Newborn Babies and Sleep

Congratulations on the birth of your new baby. This is a glorious time in your life. Whether this is your first baby or your fifth, you will find this a time of recovery, adjustment, sometimes confusion and frustration, but -- most wonderfully -- of falling in love.


Babies younger than four months old have very different sleep needs than older babies. This article will help you understand your newborn baby’s developing sleep patterns, and will help you develop reasonable expectations when it comes to your baby and sleep.



The Biology of Newborn Sleep


During the early months of babies’ lives, they sleep when they’re tired. It’s really that simple. You can do very little to force a new baby to sleep. You can do little to wake a new baby up when sleeping soundly.

A very important point to understand about newborn babies is that they have very, very tiny tummies. New babies grow rapidly. Their diet is liquid, and it digests quickly. Although it would be nice to lay your little bundle down at a predetermined bedtime and not hear a peep until morning, even the most naïve among us know that this is not a realistic goal for a tiny baby.

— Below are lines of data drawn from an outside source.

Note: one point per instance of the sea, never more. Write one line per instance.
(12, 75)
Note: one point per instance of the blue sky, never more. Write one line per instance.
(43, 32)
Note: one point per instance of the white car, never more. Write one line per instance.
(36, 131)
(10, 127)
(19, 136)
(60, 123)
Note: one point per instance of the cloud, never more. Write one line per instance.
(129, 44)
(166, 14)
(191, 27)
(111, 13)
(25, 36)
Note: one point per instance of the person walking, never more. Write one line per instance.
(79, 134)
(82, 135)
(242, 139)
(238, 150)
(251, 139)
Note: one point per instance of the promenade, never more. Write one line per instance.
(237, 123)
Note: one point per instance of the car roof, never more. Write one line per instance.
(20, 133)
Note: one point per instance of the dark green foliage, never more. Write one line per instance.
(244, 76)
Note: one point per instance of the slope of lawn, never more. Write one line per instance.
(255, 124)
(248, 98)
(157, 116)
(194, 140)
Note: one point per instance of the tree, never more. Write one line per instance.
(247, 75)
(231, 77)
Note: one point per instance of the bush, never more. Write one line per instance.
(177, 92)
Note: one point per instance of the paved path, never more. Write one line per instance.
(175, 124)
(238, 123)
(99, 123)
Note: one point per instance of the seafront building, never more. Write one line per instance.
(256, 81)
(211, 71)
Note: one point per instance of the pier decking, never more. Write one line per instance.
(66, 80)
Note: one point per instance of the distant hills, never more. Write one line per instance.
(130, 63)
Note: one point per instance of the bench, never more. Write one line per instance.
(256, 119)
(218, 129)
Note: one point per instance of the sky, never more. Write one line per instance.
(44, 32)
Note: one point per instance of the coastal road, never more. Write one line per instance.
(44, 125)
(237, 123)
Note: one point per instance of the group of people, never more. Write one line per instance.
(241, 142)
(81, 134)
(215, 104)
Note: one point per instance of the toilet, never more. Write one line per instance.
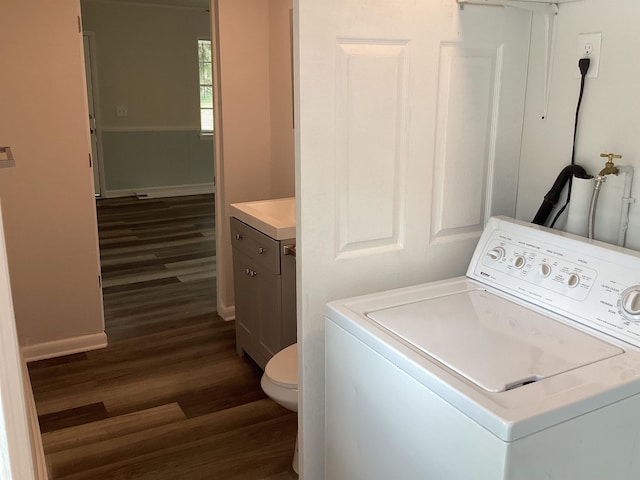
(280, 382)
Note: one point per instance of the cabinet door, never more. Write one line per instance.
(258, 311)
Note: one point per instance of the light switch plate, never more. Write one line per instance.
(6, 157)
(589, 47)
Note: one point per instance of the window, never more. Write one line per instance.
(206, 86)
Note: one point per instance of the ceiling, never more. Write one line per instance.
(178, 3)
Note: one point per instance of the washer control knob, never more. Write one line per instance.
(629, 303)
(496, 253)
(519, 261)
(544, 270)
(573, 280)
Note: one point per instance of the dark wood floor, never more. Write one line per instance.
(168, 398)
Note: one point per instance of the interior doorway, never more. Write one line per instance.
(91, 74)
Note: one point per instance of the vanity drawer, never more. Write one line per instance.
(259, 247)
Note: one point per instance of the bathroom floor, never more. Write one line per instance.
(169, 398)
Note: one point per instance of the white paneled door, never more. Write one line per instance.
(409, 116)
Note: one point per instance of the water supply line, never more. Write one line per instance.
(609, 169)
(627, 200)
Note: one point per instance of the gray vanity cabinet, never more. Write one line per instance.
(265, 305)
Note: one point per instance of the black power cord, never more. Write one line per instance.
(583, 65)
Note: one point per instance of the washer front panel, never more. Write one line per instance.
(589, 282)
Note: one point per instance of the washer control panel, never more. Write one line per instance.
(589, 282)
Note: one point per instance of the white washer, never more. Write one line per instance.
(528, 368)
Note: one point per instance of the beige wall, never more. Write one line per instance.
(280, 79)
(257, 159)
(47, 198)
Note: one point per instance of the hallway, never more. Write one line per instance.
(169, 398)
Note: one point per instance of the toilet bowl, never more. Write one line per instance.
(280, 382)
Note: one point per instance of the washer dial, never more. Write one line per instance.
(496, 253)
(544, 269)
(573, 280)
(629, 303)
(519, 262)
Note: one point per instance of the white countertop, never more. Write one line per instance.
(276, 218)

Newborns need to be fed every two to four hours -- and sometimes more.


During those early months, your baby will have tremendous growth spurts that affect daytime and nighttime feeding, sometimes pushing that two- to four-hour schedule to a one- to two-hour schedule around the clock.


Sleeping "Through the Night"


You have probably heard that babies should start "sleeping through the night" at about two to four months of age. What you must understand is that, for a new baby, a five-hour stretch is a full night. Many (but nowhere near all) babies at this age can sleep from midnight to 5 a.m. (Not that they always do.) A far cry from what you may have thought "sleeping through the night" meant!


Here we pause while the shock sinks in for those of you who have a baby who sleeps through the night, but didn’t know it.


While the scientific definition of "sleeping through the night" is five hours, most of us wouldn’t consider that anywhere near a full night’s sleep for ourselves. Also, some of these sleep-through-the-nighters will suddenly begin waking more frequently, and it’s often a full year or even two until your little one will settle into a mature, all-night, every-night sleep pattern.